Sertoli cells (SC) are key initiators of testis development and have a fundamental role in spermatogenesis. However, it is uncertain how an acute reduction in SC number, in a hormone independent-manner at key points in development or adulthood, will impact testis function.

To induce acute SC-ablation at key points of testicular development, we used Cre-loxP recombinase technology and the expression of Diphtheria toxin and its receptor. We utilized these lines to determine i) the impact on testicular development and function arising from a reduction in SC numbers and ii) the capacity of the remaining SC population to compensate this reduction at different developmental stages.

When SC-ablation occurred during embryogenesis, tubular structure was absent at day 0, but recovered by day 9. However, daily sperm count and epididymal reserves were reduced in adulthood, consistent with previous studies showing a relationship between SC number and quantitative spermatogenesis.

When ablation was induced by >10 ng DTX post-puberty, disruption remained apparent 30 days post-ablation. Conversely treatment with <10 ng DTX failed to impact testicular architecture and function, suggesting a threshold of SC loss must be reached before testis function is affected. Throughout the study reduction in sperm number correlated to the extent of SC reduction.

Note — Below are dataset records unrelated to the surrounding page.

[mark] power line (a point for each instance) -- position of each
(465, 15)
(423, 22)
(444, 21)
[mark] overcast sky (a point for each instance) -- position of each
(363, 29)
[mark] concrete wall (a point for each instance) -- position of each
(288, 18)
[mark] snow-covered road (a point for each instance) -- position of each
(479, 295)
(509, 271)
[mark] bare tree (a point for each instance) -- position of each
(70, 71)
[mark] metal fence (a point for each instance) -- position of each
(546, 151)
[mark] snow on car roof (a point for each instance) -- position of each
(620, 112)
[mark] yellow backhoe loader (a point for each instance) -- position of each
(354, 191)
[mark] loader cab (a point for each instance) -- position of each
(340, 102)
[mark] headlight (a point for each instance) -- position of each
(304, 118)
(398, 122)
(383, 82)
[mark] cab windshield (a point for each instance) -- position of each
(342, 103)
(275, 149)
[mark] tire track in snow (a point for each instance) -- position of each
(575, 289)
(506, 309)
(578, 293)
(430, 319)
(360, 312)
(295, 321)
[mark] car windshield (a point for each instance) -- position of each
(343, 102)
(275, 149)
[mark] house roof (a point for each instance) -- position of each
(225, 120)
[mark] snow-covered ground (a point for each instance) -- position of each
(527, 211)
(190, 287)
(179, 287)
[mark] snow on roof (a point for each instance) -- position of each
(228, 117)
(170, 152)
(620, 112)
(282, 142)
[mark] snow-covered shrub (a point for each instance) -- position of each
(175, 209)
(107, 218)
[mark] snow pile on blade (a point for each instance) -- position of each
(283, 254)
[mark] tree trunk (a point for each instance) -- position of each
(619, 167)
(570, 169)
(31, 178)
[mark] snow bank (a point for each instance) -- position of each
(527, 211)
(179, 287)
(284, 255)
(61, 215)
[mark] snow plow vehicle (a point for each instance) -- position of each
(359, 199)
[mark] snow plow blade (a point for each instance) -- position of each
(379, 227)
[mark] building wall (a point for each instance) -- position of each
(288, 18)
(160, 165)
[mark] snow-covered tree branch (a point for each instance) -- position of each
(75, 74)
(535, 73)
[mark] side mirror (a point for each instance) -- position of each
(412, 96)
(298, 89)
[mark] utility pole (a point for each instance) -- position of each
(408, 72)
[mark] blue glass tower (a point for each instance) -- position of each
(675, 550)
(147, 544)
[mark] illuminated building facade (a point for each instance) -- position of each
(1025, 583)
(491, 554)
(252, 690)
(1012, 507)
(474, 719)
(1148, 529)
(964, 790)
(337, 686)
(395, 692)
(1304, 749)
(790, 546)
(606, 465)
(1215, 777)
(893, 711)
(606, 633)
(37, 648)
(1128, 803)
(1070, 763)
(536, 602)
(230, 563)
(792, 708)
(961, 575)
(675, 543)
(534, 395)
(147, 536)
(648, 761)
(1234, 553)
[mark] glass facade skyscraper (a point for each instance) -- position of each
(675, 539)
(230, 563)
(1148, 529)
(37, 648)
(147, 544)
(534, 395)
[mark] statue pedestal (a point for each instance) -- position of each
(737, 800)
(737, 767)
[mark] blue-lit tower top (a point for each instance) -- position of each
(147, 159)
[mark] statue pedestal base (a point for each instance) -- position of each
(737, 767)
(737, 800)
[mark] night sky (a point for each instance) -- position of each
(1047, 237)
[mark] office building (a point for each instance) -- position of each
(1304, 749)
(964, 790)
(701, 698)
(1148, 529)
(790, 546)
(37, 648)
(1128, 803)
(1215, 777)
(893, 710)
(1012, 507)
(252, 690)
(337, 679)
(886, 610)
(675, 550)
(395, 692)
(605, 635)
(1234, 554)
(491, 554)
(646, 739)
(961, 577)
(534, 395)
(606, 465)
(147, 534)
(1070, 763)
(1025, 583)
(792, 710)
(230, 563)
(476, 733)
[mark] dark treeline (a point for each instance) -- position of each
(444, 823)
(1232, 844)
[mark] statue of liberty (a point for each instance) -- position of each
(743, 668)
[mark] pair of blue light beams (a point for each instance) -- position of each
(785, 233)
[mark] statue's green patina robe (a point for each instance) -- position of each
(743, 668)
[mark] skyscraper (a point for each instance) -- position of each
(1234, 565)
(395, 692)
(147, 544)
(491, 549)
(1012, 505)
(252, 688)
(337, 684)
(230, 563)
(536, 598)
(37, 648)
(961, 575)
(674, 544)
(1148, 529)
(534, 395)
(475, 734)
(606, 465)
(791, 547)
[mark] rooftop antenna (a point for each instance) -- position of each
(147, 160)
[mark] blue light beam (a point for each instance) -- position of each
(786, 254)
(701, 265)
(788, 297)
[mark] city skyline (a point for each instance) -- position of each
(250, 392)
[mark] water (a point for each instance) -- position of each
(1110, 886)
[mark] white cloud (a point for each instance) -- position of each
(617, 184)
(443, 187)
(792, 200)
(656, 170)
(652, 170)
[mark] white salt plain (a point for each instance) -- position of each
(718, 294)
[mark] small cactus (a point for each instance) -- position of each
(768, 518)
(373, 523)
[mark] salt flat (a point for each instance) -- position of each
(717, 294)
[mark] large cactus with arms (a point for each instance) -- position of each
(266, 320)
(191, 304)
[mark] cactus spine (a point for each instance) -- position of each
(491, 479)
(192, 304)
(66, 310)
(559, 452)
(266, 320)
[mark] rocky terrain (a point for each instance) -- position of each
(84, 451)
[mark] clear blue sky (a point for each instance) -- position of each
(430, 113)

We have demonstrated that an acute reduction in SC numbers negatively impacts adult sperm number and that testicular recovery appears to be age dependant. Further characterization will produce a unique model of subfertility, in which the hypothalamic–pituitary–gonadal axis is unaffected, allowing analysis of novel therapeutics for improving sperm production and male fertility.